After visiting places of worship of the ancient Egyptians at their temples, we decided to visit more “modern” places of worship. To do this we took a trip to Coptic Cairo.

Coptic Cairo is the oldest part of the city of Cairo. Although in most cities the oldest part is called Old (insert city name), it is called Coptic Cairo because that is the name tourists recognize.

Coptic Christians

In Egypt, 90% of the population is Muslim, while the other 10% are Coptic Christians.  Throughout our travels, we have learned a lot about the Islamic faith, especially while in Israel, Turkey, and more….what was new to us, was the Coptic faith.  What we learned is that the word “Coptic” is used to describe Egyptian Christians.  During the reign of Roman emperor Nero, St. Mark brought Christianity to Egypt and they used the Coptic language (combination of Egyptian hieroglyphics and Greek letters) before Arabic became the official language.  The Clergy is headed by the Pope of Alexandria and the current pope is Tawadros II, who took on the role November, 2012.   Today, there are over 60 Coptic Bishops governing dioceses inside Egypt as well as dioceses in Jerusalem, Sudan, Western Africa, France, England, and the United States.

The Copts have a very strict fasting regime. Out of the 365 days of the year, Copts fast for over 210 days. During fasting, no animal products (meat, poultry, fish, milk, eggs, butter, etc.) are allowed. Moreover, Copts are encouraged to not have any food or drink whatsoever between sunrise and sunset. These strict fasting rules — which have resulted in a very interesting Coptic cuisine over the centuries — are usually relaxed by priests on an individual basis to accommodate for illness or weakness.

Now onto Coptic Cairo!

Babylon Fortress

In Coptic Cairo, there is a Roman fortress called Babylon Fortress. This is not where the Hanging Gardens of Babylon were located, but was for military defence. The fortress was later taken over by the Christians, which is why there are many churches built around it. Today, parts of the old wall are still standing.

Church of St. Barbara

During the time of Roman rule, Christianity was not allowed, so Christians were often tortured and killed. One of these Christians was a young girl named Barbara, who was martyred. One of the churches that we visited was named after her. Since we were there for Christmas time, the church was beautifully decorated for the holiday season, with a Nativity, balloons, and other decorations.

St. Mary’s Church

This church is very interesting because it is built into the walls of the Roman fortress, so there is a lot of empty space between the bottom of the church and the actual ground. For this reason, it is also known as the Hanging Church. It was really neat to see how the old construction was used to support the newer construction.

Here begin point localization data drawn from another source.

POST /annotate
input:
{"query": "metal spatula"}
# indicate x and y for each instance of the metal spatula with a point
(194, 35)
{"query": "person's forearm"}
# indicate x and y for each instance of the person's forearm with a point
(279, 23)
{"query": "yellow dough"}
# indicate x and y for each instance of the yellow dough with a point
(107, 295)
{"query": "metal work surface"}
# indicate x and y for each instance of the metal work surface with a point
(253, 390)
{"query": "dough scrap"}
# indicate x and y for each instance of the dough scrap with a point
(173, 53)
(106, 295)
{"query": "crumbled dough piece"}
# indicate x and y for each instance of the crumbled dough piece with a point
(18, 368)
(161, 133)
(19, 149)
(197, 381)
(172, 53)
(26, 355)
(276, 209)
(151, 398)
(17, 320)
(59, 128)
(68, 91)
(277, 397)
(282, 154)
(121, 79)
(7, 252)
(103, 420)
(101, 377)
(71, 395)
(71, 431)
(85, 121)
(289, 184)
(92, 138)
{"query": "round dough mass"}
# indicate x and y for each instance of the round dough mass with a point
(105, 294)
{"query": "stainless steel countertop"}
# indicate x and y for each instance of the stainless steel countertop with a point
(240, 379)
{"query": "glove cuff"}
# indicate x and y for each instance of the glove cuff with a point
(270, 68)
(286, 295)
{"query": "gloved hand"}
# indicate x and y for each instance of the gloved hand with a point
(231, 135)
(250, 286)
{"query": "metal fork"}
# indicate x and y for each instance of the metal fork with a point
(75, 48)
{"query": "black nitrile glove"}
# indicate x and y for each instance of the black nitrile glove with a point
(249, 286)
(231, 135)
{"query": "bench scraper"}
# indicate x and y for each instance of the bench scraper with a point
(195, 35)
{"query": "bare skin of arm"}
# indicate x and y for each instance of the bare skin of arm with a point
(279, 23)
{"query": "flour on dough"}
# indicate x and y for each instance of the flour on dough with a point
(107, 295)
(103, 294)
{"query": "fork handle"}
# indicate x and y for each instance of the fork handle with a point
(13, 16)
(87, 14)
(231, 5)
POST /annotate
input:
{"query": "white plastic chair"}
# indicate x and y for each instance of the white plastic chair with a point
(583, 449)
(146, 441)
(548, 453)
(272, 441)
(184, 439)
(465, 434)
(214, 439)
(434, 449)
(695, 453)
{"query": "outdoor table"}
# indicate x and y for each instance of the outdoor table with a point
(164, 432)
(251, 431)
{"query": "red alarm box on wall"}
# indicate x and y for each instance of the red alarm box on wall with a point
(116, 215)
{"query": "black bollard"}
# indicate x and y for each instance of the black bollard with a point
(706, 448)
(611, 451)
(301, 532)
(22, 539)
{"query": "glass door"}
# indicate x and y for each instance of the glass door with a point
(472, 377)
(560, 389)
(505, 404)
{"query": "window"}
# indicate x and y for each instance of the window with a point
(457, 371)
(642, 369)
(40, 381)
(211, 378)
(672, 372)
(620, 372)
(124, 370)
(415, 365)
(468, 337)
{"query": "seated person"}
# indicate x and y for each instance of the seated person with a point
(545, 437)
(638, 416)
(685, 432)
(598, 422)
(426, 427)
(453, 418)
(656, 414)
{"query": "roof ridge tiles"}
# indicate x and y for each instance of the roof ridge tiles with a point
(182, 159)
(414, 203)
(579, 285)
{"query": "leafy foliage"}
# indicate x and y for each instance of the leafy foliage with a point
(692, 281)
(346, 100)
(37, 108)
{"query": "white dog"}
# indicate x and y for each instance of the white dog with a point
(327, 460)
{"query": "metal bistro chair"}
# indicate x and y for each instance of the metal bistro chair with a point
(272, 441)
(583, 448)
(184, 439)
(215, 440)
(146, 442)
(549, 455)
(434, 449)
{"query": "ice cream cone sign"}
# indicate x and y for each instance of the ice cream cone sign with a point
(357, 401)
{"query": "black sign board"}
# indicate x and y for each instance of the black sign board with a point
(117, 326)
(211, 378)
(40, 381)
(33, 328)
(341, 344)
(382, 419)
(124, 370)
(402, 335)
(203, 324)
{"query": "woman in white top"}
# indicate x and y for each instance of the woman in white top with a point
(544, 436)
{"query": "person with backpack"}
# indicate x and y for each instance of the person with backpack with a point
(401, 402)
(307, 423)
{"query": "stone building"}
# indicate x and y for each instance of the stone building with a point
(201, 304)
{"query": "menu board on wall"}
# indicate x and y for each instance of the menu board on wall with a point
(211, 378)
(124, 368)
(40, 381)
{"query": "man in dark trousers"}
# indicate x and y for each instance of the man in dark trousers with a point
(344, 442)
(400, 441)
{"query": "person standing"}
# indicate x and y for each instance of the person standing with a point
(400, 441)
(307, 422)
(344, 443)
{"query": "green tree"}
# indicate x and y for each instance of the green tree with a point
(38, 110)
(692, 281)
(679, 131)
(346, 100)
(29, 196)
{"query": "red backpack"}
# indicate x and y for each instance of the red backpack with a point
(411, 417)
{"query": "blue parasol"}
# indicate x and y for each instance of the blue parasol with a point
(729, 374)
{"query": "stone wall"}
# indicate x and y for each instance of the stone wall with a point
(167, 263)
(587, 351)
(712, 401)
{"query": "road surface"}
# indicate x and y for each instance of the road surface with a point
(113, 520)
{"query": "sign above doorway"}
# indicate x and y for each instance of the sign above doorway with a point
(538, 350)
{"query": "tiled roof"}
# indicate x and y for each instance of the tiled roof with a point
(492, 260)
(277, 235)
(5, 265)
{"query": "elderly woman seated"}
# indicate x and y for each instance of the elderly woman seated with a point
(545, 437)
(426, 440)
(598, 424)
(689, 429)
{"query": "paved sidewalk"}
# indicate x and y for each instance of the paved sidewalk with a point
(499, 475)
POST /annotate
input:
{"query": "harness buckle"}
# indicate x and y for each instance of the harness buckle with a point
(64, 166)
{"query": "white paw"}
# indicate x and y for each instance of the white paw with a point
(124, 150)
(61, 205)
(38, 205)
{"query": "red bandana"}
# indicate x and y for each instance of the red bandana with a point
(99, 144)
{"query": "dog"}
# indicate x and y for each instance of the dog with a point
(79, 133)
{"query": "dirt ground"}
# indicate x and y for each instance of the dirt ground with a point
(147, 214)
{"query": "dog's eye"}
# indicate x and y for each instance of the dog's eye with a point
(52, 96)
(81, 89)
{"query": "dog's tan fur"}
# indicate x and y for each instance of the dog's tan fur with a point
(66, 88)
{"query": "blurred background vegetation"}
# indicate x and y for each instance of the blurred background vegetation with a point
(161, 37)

Standing in front of the “Hanging Church”

Church of St. Sergius

In Arabic, this church is called Abu Serga. This is a very important church because it is apparently the place where the Holy Family (the Virgin Mary, Joseph, and Baby Jesus) stayed for 3 months when they fled Jerusalem to escape Herod. The church is built over the cave where the family lived, which has the original cave floor, the place where Baby Jesus slept, and the well that the family used for drinking water. People make pilgrimages to this site as it is very holy.

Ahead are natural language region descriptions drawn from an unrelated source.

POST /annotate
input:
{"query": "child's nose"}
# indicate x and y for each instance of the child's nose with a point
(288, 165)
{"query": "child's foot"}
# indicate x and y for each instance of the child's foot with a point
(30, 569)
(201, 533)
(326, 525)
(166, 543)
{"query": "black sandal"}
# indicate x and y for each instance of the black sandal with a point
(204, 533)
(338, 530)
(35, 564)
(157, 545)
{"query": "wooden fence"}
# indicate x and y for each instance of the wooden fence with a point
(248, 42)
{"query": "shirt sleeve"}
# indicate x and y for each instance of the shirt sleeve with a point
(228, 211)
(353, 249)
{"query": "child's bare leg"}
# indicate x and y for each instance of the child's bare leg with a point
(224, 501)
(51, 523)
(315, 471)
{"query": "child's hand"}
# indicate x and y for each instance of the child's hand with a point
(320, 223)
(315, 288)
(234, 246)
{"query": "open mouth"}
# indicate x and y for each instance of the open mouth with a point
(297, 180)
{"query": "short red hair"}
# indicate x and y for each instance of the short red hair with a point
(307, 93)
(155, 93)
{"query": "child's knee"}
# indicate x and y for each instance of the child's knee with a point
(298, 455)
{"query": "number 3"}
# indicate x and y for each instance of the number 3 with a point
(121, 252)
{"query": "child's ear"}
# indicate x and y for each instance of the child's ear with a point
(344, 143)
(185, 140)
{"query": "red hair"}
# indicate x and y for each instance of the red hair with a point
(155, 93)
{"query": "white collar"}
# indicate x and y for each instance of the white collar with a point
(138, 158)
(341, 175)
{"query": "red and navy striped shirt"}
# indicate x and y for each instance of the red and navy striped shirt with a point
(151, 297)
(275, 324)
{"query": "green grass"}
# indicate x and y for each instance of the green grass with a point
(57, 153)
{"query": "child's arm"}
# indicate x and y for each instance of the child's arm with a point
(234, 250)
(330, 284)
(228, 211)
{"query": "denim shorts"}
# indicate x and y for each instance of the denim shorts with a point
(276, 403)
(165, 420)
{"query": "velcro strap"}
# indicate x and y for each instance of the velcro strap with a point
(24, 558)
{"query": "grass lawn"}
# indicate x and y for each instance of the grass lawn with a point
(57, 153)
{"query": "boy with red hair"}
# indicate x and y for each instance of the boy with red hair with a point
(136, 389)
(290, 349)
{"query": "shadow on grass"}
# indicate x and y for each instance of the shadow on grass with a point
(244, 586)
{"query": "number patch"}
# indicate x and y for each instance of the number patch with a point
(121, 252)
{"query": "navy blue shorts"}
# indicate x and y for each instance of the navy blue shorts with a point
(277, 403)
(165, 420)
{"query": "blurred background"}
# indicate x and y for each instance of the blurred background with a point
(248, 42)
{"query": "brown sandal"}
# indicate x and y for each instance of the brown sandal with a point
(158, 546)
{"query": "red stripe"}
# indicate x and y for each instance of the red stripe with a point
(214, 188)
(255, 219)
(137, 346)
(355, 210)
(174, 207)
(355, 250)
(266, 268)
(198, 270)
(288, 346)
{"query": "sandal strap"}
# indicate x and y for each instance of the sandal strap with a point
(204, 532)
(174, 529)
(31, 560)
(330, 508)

Another interesting feature of the church itself are the pillars. Since the builders of the church weren’t as educated in the art of building long-lasting pillars, they took them from nearby ancient Roman and Egyptian monuments!

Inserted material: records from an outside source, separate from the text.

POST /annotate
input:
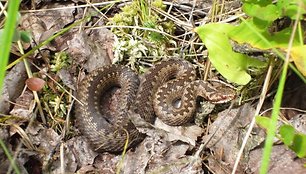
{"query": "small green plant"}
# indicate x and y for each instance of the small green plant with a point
(138, 29)
(261, 31)
(293, 139)
(5, 42)
(255, 32)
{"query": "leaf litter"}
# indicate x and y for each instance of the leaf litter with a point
(183, 149)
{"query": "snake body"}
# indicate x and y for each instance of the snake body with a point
(154, 94)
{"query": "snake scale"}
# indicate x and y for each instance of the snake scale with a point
(167, 81)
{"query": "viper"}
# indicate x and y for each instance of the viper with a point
(153, 95)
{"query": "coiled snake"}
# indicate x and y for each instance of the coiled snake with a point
(166, 82)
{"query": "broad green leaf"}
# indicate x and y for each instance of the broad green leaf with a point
(243, 34)
(287, 133)
(263, 122)
(259, 2)
(299, 57)
(299, 145)
(233, 66)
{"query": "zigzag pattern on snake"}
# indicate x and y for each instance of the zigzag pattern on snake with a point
(154, 94)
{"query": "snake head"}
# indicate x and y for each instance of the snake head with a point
(221, 94)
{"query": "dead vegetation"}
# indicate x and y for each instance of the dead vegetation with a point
(41, 133)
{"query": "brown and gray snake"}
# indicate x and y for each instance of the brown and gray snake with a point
(168, 81)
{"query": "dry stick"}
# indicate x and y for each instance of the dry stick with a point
(70, 7)
(29, 72)
(261, 101)
(58, 84)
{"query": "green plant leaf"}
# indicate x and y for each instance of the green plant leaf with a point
(287, 133)
(231, 65)
(263, 122)
(299, 144)
(299, 57)
(242, 34)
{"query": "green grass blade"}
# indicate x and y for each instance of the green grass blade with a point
(9, 29)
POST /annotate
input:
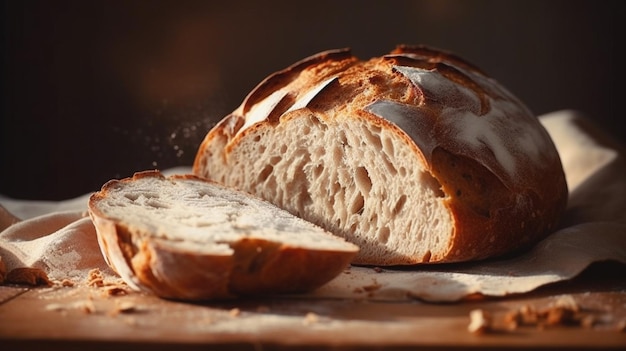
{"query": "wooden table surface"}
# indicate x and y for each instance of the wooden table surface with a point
(88, 318)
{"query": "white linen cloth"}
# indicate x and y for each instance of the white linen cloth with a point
(60, 238)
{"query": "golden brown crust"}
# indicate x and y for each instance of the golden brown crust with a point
(504, 184)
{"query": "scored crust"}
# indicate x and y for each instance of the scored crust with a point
(191, 254)
(416, 156)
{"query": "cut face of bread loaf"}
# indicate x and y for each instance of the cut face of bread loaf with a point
(185, 238)
(416, 156)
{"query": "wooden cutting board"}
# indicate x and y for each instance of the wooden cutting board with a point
(90, 318)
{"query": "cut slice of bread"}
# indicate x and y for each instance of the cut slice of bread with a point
(182, 237)
(416, 156)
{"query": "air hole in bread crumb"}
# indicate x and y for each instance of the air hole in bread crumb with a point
(431, 182)
(383, 235)
(399, 205)
(274, 160)
(157, 204)
(265, 173)
(132, 197)
(363, 180)
(358, 204)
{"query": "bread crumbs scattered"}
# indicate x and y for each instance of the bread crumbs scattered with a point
(235, 312)
(88, 306)
(115, 290)
(311, 318)
(95, 278)
(480, 322)
(125, 307)
(28, 276)
(262, 309)
(565, 311)
(372, 287)
(67, 283)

Pillars “borrowed” from other monuments

St. George’s Church

This is a Greek Orthodox church, which surprised me because although I know Alexander the Great was in Egypt, I didn’t expect any modern day traces of Greece. Another interesting thing that we learned was apparently the Greek “Evil Eye” is derived from the ancient Egyptian Eye of Horus. However, any Greek person would say it’s the other way around 🙂

Ben-Ezra Synagogue

This is Egypt’s oldest synagogue, however it is not frequently used. There is a very small number of Jewish people who live in Egypt (around 100-200), as most of them have left for Israel or America. As there is a small population, there is one synagogue in downtown Cairo that is mainly used. This was still a very beautiful building and I’m glad that we had the chance to visit it.

Mosque of Amr Ibn al-As

This is the oldest mosque in Egypt. It is built entirely out of alabaster, which is a beautiful white stone that allows bright light to travel through it. Outside the mosque is a big clock that was sent to Egypt from France. This “gift” was in return for the French taking one of the obelisks from Egypt and setting it up in Paris. Unfortunately, the clock stopped working a few months after it was received and it has never worked since! Meanwhile, the obelisk is still in Paris, in the Place de La Concorde.

Our time in Coptic Cairo reminded me of the time we spent in Jerusalem. There are many places of worship in one area and many people come for pilgrimages in both locations. It was really interesting to visit the different places of worship and it was a good chance to learn more about other cultures around the world.


2 thoughts on “Coptic Cairo!”

  1. JEnny says:

    This has been a very interesting blog! Thank you for sharing –I loved the history of the religions! Love, Baba

  2. Sandra Campbell says:

    There are some Coptic Christians that live in my condo.